Sunday, September 21, 2008

Int-to-type idiom and infinite regress

A new writeup on Int-to-type idiom has been posted on More C++ Idioms wikibook. It is used to achieve static dispatching based on constant integral values. I'll finish the writeup of the idiom here with special attention to how int-to-type idiom can lead to infinite series of type instantiations and why. The idiomatic form of the Int-to-type idiom is given below.

template <int I>
struct Int2Type
{
enum { value = I };
typedef Int2Type<I> type;
typedef Int2Type<I+1> next;
};

The type typedef defined inside the template is the type itself. I.e, Int2Type<10>::type is same as Int2Type<10>. The next typedef gives the following type in order. However, compiler is not required to instantiate the next type unless and until two things happen: (1) an instance of the type is created or (2) an associated type is accessed at compile-time. For example, Int2Type<10> will be instantiated if one the following two things are written.

Int2Type<10> a; // a variable declaration.
typedef Int2Type<10>::type INT10; // accessing an associated type.

For kicks, lets see what happens if we add "::type" in the typedef of next.

template <int I>
struct Int2Type
{
enum { value = I };
typedef Int2Type<I> type;
typedef typename Int2Type<I+1>::type next; // Note change here.
};
int main (void)
{
Int2Type<10> i; // This instantiation will trigger an infinite chain.
}

For each instantiation of the Int2Type template, its "next" type is also instantiated because we are accessing the associated type defined inside the template.

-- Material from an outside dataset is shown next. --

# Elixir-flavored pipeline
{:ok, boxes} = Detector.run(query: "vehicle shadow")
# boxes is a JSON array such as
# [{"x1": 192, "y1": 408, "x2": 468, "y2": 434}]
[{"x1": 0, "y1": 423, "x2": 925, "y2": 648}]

This leads to an infinite series of instantiations of the template with no end. Obviously, C++ compiler stops after predefined number of recursive instantiations with an error message. More formally, this problem is also known as infinite regress where the original problem reappears in the solution to the problem.

Tuesday, September 16, 2008

copy elision and copy-and-swap idiom

An updated writeup of the copy-and-swap idiom is now available on the More C++ Idioms wikibook. A comparison of two different styles of assignment operator is shown. First version accepts the parameter as pass-by-const-reference whereas the second version accepts it as pass-by-value. For some classes pass-by-value turns out to be more efficient as a copy of the object is elided when the right hand side is a rvalue.